Mr. Golfo never did that. Instead, he alleged that he relied on Denise’s belief that they were still married — despite the 2007 Judgment of Divorce. He also claimed that he relied on Mr. Mattesi’s acquiescence to Mr. Golfo’s submission of the inaccurate enrollment form.
Justice Nock held that the union’s bargaining agreements and Plan documents constituted a binding contract between Mr. Golfo and the Fund. In exchange for health insurance benefits, it was required that Mr. Golfo’s continue his employment and provide accurate “Eligible Dependent” information to the Fund. Nothing in the documents conditioned coverage on any good faith belief (however credible or incredible) regarding the spousal status of a named beneficiary. Simply put, an eligible spouse is, and only is, “[t]he spouse to whom you are legally married.”

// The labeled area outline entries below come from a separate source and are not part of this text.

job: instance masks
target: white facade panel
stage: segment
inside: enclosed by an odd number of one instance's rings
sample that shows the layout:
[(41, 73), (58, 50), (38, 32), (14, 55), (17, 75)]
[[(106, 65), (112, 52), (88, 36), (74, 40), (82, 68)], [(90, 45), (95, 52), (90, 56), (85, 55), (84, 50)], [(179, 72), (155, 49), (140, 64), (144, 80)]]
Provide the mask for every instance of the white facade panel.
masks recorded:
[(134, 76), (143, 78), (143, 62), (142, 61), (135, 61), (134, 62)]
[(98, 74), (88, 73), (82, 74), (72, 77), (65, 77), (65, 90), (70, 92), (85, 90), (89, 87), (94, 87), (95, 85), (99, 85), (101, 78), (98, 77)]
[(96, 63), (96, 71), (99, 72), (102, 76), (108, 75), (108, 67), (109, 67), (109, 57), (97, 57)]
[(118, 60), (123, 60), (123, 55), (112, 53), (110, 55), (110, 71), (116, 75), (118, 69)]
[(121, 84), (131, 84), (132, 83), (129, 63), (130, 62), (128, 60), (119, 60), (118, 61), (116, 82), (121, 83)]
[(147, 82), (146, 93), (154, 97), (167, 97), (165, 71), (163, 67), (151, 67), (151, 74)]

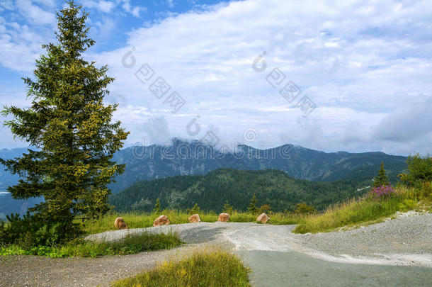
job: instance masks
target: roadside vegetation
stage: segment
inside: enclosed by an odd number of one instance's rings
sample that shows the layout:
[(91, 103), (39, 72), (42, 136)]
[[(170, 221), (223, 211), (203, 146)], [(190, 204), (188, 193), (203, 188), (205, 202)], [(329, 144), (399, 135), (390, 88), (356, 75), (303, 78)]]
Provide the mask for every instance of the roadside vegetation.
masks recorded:
[(22, 244), (0, 246), (0, 256), (39, 255), (52, 258), (97, 257), (104, 255), (125, 255), (144, 251), (176, 247), (181, 244), (174, 233), (130, 235), (115, 242), (86, 241), (82, 239), (71, 241), (64, 245), (24, 246)]
[(135, 276), (113, 283), (132, 286), (250, 286), (250, 272), (241, 261), (223, 250), (197, 250), (181, 261), (164, 262)]
[(382, 165), (369, 193), (302, 218), (293, 232), (333, 231), (381, 222), (397, 211), (431, 211), (432, 157), (416, 154), (409, 157), (407, 164), (408, 172), (399, 174), (397, 186), (388, 183)]
[[(87, 234), (100, 233), (108, 230), (115, 230), (114, 220), (118, 217), (122, 217), (129, 228), (144, 228), (153, 226), (153, 221), (161, 215), (169, 218), (171, 224), (189, 223), (188, 218), (192, 213), (185, 210), (164, 210), (153, 213), (111, 213), (103, 217), (83, 223), (83, 230)], [(304, 216), (294, 213), (269, 213), (271, 219), (269, 223), (274, 225), (296, 224)], [(217, 221), (219, 213), (215, 212), (199, 213), (202, 222), (215, 223)], [(232, 223), (255, 223), (258, 213), (247, 212), (237, 212), (229, 213), (229, 222)]]

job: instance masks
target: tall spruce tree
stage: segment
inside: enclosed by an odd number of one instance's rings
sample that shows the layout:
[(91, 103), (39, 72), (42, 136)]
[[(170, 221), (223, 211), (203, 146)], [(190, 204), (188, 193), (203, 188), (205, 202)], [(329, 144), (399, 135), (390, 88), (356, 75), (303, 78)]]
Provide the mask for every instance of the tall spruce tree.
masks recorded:
[(29, 142), (28, 153), (14, 159), (0, 159), (6, 170), (21, 176), (8, 188), (14, 198), (43, 196), (30, 208), (33, 218), (64, 224), (73, 232), (74, 218), (95, 218), (110, 210), (107, 185), (124, 170), (113, 162), (129, 133), (113, 123), (117, 105), (104, 105), (106, 87), (114, 79), (86, 62), (82, 54), (94, 41), (89, 38), (87, 14), (67, 2), (57, 13), (58, 43), (42, 45), (45, 55), (36, 60), (34, 79), (23, 78), (31, 106), (5, 106), (11, 116), (5, 125), (16, 137)]
[(389, 183), (389, 178), (385, 174), (385, 169), (384, 169), (384, 162), (381, 162), (381, 166), (378, 171), (378, 174), (373, 179), (373, 186), (379, 187), (381, 186), (387, 185)]

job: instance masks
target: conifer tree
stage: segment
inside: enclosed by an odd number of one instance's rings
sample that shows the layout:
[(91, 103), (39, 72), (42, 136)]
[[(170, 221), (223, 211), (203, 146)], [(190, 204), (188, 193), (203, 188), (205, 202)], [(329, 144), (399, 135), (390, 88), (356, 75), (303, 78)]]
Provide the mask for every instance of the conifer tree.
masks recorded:
[(377, 175), (373, 180), (373, 186), (379, 187), (381, 186), (387, 185), (389, 183), (389, 178), (385, 174), (385, 169), (384, 169), (384, 163), (381, 162), (381, 166), (378, 171), (378, 175)]
[(36, 60), (34, 79), (23, 78), (28, 108), (5, 106), (5, 122), (16, 137), (27, 141), (28, 153), (0, 163), (18, 174), (18, 184), (8, 188), (14, 198), (43, 196), (30, 208), (33, 220), (64, 224), (74, 232), (73, 220), (92, 218), (110, 209), (107, 185), (124, 170), (113, 162), (129, 133), (111, 120), (117, 105), (104, 105), (107, 66), (97, 68), (83, 53), (95, 42), (89, 38), (86, 13), (67, 2), (57, 13), (57, 43), (42, 45), (46, 55)]

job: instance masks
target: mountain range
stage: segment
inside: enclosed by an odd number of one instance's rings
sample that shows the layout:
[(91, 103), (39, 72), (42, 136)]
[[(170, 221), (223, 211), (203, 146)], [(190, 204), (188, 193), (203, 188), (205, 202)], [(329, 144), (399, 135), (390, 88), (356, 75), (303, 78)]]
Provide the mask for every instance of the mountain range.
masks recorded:
[(244, 170), (278, 169), (290, 176), (314, 181), (371, 180), (381, 162), (390, 181), (407, 168), (407, 157), (384, 152), (324, 152), (292, 145), (258, 150), (245, 145), (223, 151), (199, 141), (174, 139), (170, 145), (131, 147), (114, 159), (126, 164), (125, 173), (110, 186), (115, 193), (135, 182), (175, 175), (205, 174), (220, 168)]
[[(0, 150), (0, 158), (20, 156), (26, 148)], [(217, 150), (199, 141), (174, 139), (171, 145), (134, 146), (120, 150), (113, 160), (126, 164), (125, 172), (110, 185), (113, 193), (145, 180), (178, 175), (203, 175), (217, 169), (275, 169), (298, 179), (313, 181), (353, 180), (366, 182), (375, 176), (381, 162), (390, 181), (406, 167), (407, 157), (383, 152), (324, 152), (292, 145), (260, 150), (246, 145)], [(18, 182), (18, 176), (0, 169), (0, 191)], [(6, 198), (8, 203), (6, 203)], [(10, 194), (0, 197), (0, 213), (21, 212), (38, 202), (13, 202)], [(13, 206), (13, 208), (8, 207)]]
[(365, 182), (331, 182), (296, 179), (275, 169), (260, 171), (218, 169), (205, 175), (175, 176), (138, 181), (110, 199), (120, 212), (151, 211), (156, 199), (161, 208), (186, 210), (197, 203), (202, 210), (220, 212), (226, 201), (238, 210), (247, 209), (256, 194), (258, 206), (267, 204), (273, 211), (292, 210), (304, 202), (318, 210), (368, 191)]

Regardless of Mr. Golfo’s state of belief, Denise was undoubtedly and irrefutably not Mr. Golfo’s “spouse to whom [he was] legally married.”Therefore, there was absolutely no issue of fact or law which could possibly impede the conclusion that neither Mr. Golfo nor Denise were entitled to health insurance benefits benefitting Denise. Irrespective of Mr. Golfo’s state of mind, or state of belief, at the time he submitted his inaccurate enrollment form, or thereafter during the seven-year period he allowed the Fund to cover $77,317.43 of Denise’s expenses, the Fund had no contractual obligation whatsoever to pay those expenses. The Fund was entitled to restitution.

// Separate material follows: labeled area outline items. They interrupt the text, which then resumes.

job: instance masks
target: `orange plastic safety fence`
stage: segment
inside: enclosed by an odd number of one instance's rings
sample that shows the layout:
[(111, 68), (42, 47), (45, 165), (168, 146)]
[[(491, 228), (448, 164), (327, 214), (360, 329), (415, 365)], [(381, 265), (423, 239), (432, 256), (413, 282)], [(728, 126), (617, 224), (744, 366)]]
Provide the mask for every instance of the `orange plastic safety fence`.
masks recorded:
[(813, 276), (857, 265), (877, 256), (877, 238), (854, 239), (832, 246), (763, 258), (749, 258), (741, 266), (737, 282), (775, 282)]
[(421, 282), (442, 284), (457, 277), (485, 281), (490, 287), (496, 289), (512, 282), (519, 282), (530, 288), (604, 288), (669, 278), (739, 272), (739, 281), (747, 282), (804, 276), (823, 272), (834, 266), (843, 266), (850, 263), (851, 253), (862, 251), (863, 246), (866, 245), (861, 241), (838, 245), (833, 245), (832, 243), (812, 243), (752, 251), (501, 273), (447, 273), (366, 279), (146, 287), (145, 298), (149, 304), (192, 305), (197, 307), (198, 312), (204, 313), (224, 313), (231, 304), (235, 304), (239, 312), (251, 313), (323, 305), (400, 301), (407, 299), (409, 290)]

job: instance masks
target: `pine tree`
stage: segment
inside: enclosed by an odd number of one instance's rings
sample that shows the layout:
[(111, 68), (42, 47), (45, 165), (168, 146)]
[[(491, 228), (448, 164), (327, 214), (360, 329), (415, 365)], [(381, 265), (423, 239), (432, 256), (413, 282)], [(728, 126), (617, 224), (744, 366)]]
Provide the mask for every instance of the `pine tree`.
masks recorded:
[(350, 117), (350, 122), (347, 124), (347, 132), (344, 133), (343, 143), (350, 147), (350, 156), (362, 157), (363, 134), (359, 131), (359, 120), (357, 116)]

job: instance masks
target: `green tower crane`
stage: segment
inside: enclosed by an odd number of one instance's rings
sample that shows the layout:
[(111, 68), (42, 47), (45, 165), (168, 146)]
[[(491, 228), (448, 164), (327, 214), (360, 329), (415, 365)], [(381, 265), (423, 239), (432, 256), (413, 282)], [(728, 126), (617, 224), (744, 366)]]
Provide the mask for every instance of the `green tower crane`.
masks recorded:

As for the six-year statute of limitations governing breach of contract, the Summary Plan Description explicitly placed Mr. Golfo under a continuing obligation to keep the Fund accurately informed of spousal or other dependent status. He did not do that for all of the seven years in which the Fund made payments on account of Denise. Thus, Mr. Golfo’s continuing breach of his contractual duty to accurately inform the Fund of Denise’s spousal status rendered the breach actionable to recover all Fund payments made during a full six-year period immediately preceding the July 19, 2018, commencement date of this action. Mr. Golfo was liable for Fund payments made beginning July 19, 2012.
Justice Nock also held that no reliance by Mr. Golfo upon any alleged misrepresentation by Mr. Mattesi concerning Mr. Golfo’s own marital status could have been justifiable. There could be no claim for fraud against his former father-in-law.

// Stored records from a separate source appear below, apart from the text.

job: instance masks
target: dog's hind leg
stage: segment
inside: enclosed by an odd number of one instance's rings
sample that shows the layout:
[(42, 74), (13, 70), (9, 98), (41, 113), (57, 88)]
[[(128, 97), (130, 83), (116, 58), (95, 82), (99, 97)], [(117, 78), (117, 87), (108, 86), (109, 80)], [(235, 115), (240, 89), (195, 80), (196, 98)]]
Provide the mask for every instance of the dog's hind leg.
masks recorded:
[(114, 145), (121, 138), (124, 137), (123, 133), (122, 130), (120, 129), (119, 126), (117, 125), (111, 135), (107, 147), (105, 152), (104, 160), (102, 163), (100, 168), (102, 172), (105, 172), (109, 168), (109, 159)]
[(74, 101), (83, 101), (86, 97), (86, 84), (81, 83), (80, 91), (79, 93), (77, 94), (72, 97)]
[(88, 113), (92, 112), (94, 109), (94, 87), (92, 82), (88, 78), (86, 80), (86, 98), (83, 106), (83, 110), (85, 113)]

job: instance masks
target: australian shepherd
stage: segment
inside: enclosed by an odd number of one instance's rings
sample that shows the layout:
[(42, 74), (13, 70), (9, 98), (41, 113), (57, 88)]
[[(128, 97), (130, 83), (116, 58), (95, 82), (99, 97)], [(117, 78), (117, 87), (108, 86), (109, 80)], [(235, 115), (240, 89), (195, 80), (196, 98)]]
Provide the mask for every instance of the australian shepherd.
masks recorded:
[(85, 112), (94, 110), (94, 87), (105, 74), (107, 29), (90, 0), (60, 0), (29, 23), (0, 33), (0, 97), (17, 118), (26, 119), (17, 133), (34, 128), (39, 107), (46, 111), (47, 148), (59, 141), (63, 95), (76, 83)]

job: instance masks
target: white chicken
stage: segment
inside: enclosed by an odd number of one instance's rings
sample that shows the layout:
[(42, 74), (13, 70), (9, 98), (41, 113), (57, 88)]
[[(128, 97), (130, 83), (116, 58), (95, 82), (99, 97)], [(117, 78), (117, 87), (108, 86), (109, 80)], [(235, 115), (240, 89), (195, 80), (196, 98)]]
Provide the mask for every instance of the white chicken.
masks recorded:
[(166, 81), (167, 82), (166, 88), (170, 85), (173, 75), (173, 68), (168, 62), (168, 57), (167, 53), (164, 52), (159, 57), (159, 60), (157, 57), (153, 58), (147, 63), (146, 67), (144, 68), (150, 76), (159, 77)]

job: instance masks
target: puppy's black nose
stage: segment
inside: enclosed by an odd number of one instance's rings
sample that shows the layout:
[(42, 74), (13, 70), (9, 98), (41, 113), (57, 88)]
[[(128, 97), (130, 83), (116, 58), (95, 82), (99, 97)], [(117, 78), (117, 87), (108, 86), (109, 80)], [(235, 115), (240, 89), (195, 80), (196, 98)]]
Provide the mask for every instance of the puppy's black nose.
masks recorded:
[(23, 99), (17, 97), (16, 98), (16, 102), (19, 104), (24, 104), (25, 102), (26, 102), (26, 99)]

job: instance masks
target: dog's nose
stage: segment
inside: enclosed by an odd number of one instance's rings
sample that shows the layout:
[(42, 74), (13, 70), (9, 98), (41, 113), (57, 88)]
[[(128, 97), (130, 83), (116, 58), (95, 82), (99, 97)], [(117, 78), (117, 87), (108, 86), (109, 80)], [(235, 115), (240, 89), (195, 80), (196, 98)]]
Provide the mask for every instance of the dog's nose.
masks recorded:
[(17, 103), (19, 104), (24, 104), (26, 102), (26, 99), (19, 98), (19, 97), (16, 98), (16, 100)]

Moreover, there could be no indemnification claim. Mr. Golfo could not show that any judgment against him in this action was due solely to Mr. Mattesi’s negligence or nonperformance of an act solely within Mattesi’s province. Mr. Golfo was under an independent and exclusive duty to accurately report his marital status to Denise. Mr. Mattesi bore no independent, let alone sole, obligation in that regard.
There also could be no claim for contribution. Mr. Mattesi could not be “liable at least partially because of [Mattesi’s] own negligence.” Mr. Golfo was under his own independent and sole duty to accurately identify his dependents or, if he could not on his own, to raise the question with the Fund Office. Any possible misunderstanding on Mr. Mattesi’s part as to Denise’s spousal connection or non-connection to Mr. Golfo — even in the face of the Judgment of Divorce — did not play any role in wresting any part of Mr. Golfo’s contractual duties as Plan participant away from Mr. Golfo and onto Mattesi.
As a result, the Fund was granted judgment for the payments made during the six years prior to the commencement of the action and Mr. Golfo’s claims against his former father-in-law were dismissed.